The bank’s latest Money and Credit statistics show that in June there were 64,684 approvals for loans secured on dwellings. This was down by almost 2,000 on the six-month average of 66,656 and almost 4,000 less than in January.
While the number of approvals has slipped, net secured lending was up from £3.9bn in May to £4.1bn in June. The value of outstanding loans on dwellings was up from £1,339bn in May to £1,344bn in June.
The Bank of England said approvals for remortgages had increased and 44,548 such loans were approved in June, up from 43,145 in May and 40,508 in April.
Greater expectations
Jeremy Leaf, north London estate agent and a former Royal Institute of Chartered Surveyors residential chairman, said: “Although house purchase approvals were little changed in June, we certainly would have expected them to be higher than in January, reflecting traditional spring housing market activity.
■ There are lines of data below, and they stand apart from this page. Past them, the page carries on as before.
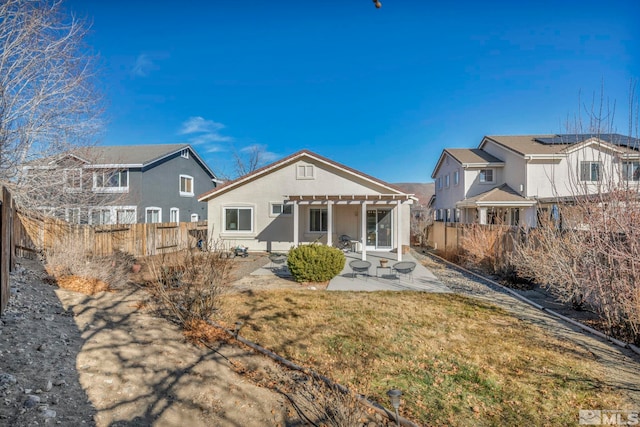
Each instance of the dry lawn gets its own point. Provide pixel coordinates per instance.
(459, 361)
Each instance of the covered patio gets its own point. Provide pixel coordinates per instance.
(374, 222)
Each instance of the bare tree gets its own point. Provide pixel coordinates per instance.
(48, 101)
(588, 253)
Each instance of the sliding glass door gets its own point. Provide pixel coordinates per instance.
(379, 235)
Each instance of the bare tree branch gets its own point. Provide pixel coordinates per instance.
(48, 100)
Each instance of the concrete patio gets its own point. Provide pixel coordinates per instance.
(385, 279)
(377, 279)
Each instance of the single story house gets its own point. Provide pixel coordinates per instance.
(306, 198)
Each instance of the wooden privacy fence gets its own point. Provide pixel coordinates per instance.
(450, 237)
(33, 234)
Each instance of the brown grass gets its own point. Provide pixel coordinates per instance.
(85, 285)
(458, 360)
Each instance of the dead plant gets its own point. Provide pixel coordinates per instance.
(188, 288)
(69, 259)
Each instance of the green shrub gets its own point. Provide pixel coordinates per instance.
(315, 263)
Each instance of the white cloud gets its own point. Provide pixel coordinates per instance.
(203, 131)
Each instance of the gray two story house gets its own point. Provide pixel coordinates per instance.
(131, 184)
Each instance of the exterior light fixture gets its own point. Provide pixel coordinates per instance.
(394, 397)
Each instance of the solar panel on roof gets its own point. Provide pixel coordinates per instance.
(612, 138)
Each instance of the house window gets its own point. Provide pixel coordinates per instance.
(305, 172)
(278, 209)
(111, 182)
(631, 171)
(186, 185)
(73, 215)
(238, 219)
(317, 220)
(72, 180)
(126, 215)
(100, 216)
(486, 175)
(590, 171)
(174, 215)
(153, 215)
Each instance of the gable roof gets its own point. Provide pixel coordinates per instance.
(468, 157)
(302, 154)
(556, 144)
(132, 156)
(501, 195)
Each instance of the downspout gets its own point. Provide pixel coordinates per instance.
(363, 229)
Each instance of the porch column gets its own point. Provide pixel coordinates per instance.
(296, 227)
(330, 223)
(363, 229)
(399, 230)
(482, 215)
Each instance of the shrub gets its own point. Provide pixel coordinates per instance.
(315, 263)
(188, 289)
(73, 266)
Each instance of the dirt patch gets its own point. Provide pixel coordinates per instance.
(74, 359)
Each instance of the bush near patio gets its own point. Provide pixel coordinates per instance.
(315, 263)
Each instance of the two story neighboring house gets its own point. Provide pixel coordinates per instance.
(130, 184)
(509, 179)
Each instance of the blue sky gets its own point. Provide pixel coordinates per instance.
(380, 90)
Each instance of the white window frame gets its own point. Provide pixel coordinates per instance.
(482, 176)
(305, 171)
(186, 178)
(583, 173)
(149, 209)
(101, 221)
(323, 226)
(67, 187)
(174, 212)
(133, 214)
(631, 170)
(114, 189)
(238, 208)
(70, 217)
(277, 209)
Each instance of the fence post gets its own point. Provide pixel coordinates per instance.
(5, 248)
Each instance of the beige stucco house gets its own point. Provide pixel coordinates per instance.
(307, 198)
(514, 179)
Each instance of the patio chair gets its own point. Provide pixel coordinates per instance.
(344, 243)
(405, 268)
(359, 267)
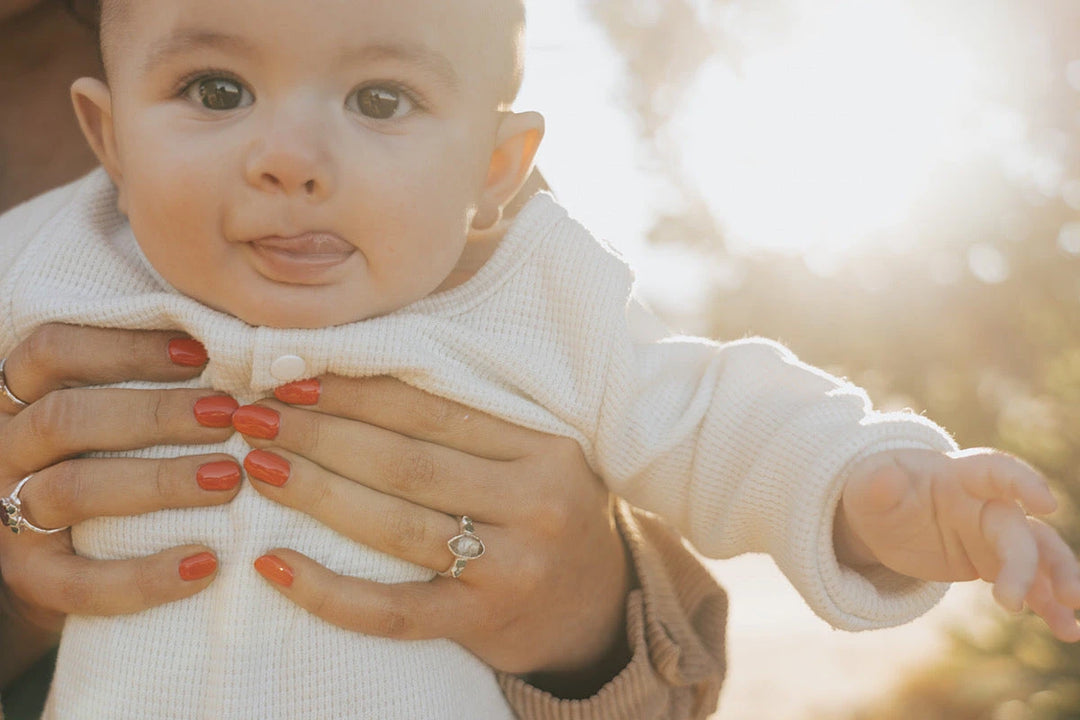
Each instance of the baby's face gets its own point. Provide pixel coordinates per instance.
(302, 164)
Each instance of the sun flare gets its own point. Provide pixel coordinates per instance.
(832, 136)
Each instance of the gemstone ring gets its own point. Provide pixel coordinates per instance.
(11, 513)
(466, 545)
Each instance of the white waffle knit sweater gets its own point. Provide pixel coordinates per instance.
(740, 445)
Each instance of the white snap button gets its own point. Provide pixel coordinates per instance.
(288, 368)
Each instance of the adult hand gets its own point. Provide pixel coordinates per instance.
(393, 467)
(43, 580)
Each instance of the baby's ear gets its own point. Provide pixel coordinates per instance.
(93, 106)
(516, 144)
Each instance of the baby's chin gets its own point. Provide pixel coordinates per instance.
(295, 309)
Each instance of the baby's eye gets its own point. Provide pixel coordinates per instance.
(218, 94)
(380, 103)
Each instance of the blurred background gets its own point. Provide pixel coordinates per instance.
(892, 189)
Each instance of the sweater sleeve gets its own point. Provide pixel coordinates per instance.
(675, 624)
(744, 449)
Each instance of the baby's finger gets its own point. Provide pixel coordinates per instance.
(69, 584)
(1058, 562)
(79, 489)
(1060, 619)
(403, 611)
(991, 475)
(57, 356)
(1007, 530)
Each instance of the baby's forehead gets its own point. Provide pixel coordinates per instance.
(485, 38)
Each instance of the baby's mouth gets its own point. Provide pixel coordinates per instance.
(310, 244)
(300, 259)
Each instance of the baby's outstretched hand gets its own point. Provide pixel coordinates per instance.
(962, 516)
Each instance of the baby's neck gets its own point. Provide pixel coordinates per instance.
(478, 249)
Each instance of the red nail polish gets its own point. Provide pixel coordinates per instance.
(257, 421)
(215, 411)
(301, 392)
(198, 567)
(273, 569)
(187, 352)
(267, 466)
(224, 475)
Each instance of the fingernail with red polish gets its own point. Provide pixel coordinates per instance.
(257, 421)
(187, 352)
(301, 392)
(198, 567)
(215, 411)
(267, 466)
(274, 569)
(224, 475)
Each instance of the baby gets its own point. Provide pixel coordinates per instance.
(312, 188)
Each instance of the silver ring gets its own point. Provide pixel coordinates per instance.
(11, 513)
(466, 545)
(5, 391)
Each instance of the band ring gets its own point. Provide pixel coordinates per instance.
(11, 513)
(466, 545)
(5, 391)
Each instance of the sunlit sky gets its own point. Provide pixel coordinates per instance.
(823, 140)
(824, 143)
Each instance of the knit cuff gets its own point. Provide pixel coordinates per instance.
(841, 596)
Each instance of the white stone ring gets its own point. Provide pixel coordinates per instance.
(11, 513)
(466, 545)
(5, 391)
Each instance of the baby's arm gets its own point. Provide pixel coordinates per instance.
(961, 516)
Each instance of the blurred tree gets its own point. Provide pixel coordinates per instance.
(977, 325)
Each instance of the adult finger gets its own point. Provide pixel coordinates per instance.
(69, 422)
(385, 522)
(54, 579)
(76, 490)
(1007, 529)
(57, 356)
(402, 611)
(392, 405)
(422, 472)
(991, 475)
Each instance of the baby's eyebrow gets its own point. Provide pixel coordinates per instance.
(186, 40)
(420, 56)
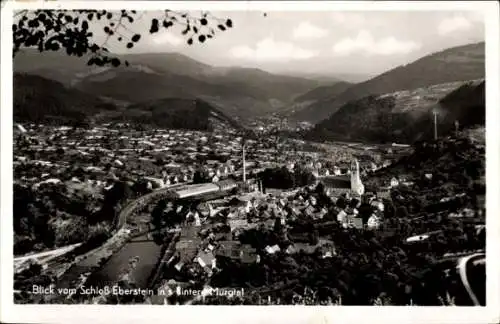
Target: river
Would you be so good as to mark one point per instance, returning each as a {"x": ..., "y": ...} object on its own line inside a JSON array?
[{"x": 148, "y": 253}]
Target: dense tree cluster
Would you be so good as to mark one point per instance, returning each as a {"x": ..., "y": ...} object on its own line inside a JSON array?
[
  {"x": 73, "y": 30},
  {"x": 282, "y": 178},
  {"x": 372, "y": 119},
  {"x": 50, "y": 216}
]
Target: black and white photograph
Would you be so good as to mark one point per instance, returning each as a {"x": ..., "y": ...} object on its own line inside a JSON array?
[{"x": 203, "y": 155}]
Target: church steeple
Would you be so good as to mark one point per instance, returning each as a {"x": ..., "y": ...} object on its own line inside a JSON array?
[{"x": 356, "y": 184}]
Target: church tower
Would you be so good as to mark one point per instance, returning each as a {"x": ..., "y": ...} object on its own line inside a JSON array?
[{"x": 357, "y": 186}]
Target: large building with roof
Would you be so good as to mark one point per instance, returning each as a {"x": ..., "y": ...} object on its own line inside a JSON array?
[{"x": 348, "y": 183}]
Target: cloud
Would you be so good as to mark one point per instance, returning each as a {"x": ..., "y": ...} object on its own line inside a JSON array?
[
  {"x": 167, "y": 38},
  {"x": 270, "y": 50},
  {"x": 306, "y": 30},
  {"x": 348, "y": 19},
  {"x": 453, "y": 24},
  {"x": 364, "y": 42}
]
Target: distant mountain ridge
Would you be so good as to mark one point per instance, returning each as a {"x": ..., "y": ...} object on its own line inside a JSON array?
[
  {"x": 405, "y": 116},
  {"x": 460, "y": 63},
  {"x": 41, "y": 100},
  {"x": 241, "y": 92}
]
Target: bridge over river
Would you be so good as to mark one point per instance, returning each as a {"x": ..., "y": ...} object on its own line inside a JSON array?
[{"x": 132, "y": 245}]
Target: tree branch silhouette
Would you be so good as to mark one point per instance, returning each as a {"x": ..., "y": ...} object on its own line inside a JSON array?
[{"x": 54, "y": 30}]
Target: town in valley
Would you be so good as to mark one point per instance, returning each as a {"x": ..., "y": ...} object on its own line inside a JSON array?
[{"x": 145, "y": 184}]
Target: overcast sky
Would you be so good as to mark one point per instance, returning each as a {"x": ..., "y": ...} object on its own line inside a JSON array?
[{"x": 325, "y": 42}]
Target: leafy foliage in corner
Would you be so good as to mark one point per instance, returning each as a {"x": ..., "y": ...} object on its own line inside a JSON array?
[{"x": 71, "y": 30}]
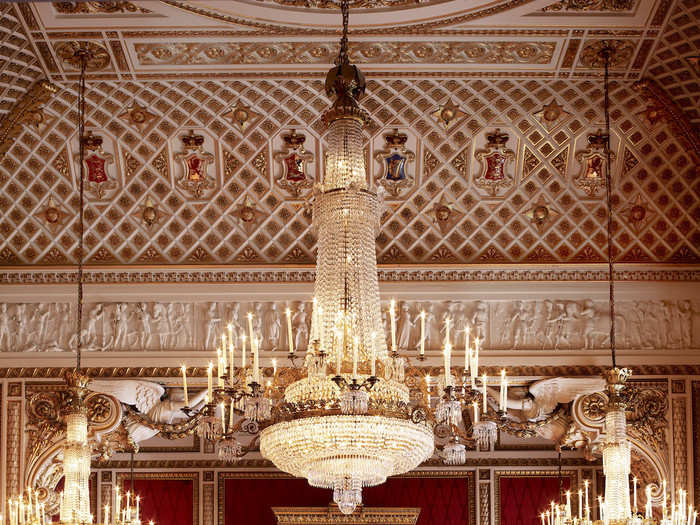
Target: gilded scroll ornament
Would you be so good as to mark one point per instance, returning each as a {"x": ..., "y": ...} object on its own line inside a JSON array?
[
  {"x": 494, "y": 160},
  {"x": 591, "y": 177},
  {"x": 195, "y": 178},
  {"x": 293, "y": 160},
  {"x": 395, "y": 176}
]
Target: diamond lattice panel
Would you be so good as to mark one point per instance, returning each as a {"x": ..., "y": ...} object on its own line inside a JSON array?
[
  {"x": 652, "y": 170},
  {"x": 671, "y": 66},
  {"x": 18, "y": 65}
]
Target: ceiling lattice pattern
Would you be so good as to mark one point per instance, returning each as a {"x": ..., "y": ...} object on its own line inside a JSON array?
[
  {"x": 652, "y": 171},
  {"x": 675, "y": 61},
  {"x": 18, "y": 65}
]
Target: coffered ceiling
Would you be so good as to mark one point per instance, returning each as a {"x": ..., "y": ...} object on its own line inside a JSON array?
[{"x": 243, "y": 75}]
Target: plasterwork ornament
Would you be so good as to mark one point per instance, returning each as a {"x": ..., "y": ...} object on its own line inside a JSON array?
[
  {"x": 248, "y": 217},
  {"x": 53, "y": 217},
  {"x": 621, "y": 56},
  {"x": 92, "y": 6},
  {"x": 395, "y": 176},
  {"x": 195, "y": 163},
  {"x": 638, "y": 213},
  {"x": 242, "y": 116},
  {"x": 591, "y": 177},
  {"x": 445, "y": 215},
  {"x": 98, "y": 180},
  {"x": 97, "y": 56},
  {"x": 448, "y": 114},
  {"x": 149, "y": 214},
  {"x": 494, "y": 160},
  {"x": 293, "y": 159},
  {"x": 552, "y": 115},
  {"x": 138, "y": 116},
  {"x": 541, "y": 213}
]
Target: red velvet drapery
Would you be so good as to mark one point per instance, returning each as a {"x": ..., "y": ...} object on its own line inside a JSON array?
[
  {"x": 524, "y": 498},
  {"x": 443, "y": 501},
  {"x": 165, "y": 501}
]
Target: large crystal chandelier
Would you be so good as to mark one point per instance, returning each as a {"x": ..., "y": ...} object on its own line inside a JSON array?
[{"x": 344, "y": 426}]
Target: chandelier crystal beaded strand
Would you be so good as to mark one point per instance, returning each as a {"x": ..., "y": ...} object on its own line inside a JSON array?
[{"x": 348, "y": 428}]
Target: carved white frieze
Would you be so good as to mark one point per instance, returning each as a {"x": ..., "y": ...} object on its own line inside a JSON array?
[{"x": 551, "y": 324}]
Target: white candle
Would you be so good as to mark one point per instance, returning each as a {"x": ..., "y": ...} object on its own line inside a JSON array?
[
  {"x": 256, "y": 369},
  {"x": 580, "y": 504},
  {"x": 290, "y": 335},
  {"x": 355, "y": 350},
  {"x": 467, "y": 351},
  {"x": 184, "y": 385},
  {"x": 223, "y": 417},
  {"x": 392, "y": 317},
  {"x": 209, "y": 385},
  {"x": 231, "y": 366},
  {"x": 422, "y": 333}
]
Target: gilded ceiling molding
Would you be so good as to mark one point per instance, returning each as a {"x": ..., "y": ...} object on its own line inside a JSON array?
[
  {"x": 657, "y": 98},
  {"x": 306, "y": 275},
  {"x": 193, "y": 53},
  {"x": 110, "y": 7},
  {"x": 26, "y": 111},
  {"x": 176, "y": 372}
]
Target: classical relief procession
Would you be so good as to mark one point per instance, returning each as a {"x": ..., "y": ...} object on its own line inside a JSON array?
[{"x": 295, "y": 262}]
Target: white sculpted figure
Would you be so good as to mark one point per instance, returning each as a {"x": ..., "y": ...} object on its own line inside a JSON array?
[
  {"x": 150, "y": 399},
  {"x": 405, "y": 328}
]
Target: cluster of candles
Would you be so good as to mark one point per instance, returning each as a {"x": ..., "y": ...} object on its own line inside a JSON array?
[
  {"x": 126, "y": 514},
  {"x": 25, "y": 510},
  {"x": 680, "y": 512}
]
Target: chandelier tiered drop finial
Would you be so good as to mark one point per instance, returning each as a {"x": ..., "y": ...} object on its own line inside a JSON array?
[{"x": 344, "y": 426}]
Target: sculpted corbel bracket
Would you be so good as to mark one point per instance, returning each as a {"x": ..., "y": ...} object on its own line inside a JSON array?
[{"x": 46, "y": 435}]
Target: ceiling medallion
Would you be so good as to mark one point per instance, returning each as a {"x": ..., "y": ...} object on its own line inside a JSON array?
[
  {"x": 248, "y": 217},
  {"x": 448, "y": 114},
  {"x": 69, "y": 52},
  {"x": 292, "y": 160},
  {"x": 494, "y": 161},
  {"x": 445, "y": 215},
  {"x": 622, "y": 52},
  {"x": 542, "y": 213},
  {"x": 591, "y": 178},
  {"x": 638, "y": 213},
  {"x": 52, "y": 216},
  {"x": 395, "y": 176},
  {"x": 149, "y": 214},
  {"x": 552, "y": 115},
  {"x": 98, "y": 180},
  {"x": 195, "y": 163},
  {"x": 138, "y": 116},
  {"x": 241, "y": 116}
]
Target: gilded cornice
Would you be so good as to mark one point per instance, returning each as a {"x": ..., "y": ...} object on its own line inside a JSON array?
[
  {"x": 26, "y": 111},
  {"x": 175, "y": 371},
  {"x": 306, "y": 274}
]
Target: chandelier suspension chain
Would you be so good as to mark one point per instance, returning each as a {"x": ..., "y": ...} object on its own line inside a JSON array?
[
  {"x": 343, "y": 58},
  {"x": 83, "y": 54},
  {"x": 606, "y": 52}
]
“However, bearing in mind many people were probably more concerned with the outcome of the election, numbers could have been much lower and on the high street we are certainly not expecting the market to fall off a cliff anytime soon.”
Mark Harris, chief executive of mortgage broker SPF Private Clients, added: “Net secured lending ticked up a little in June although lender appetite is far stronger than these figures suggest. With little upward pressure on interest rates, lenders continue to reduce their fixed-rate mortgages.”
He added: “We expect to see plenty of action on the remortgaging front as borrowers move to take advantage of some of the cheapest rates ever.”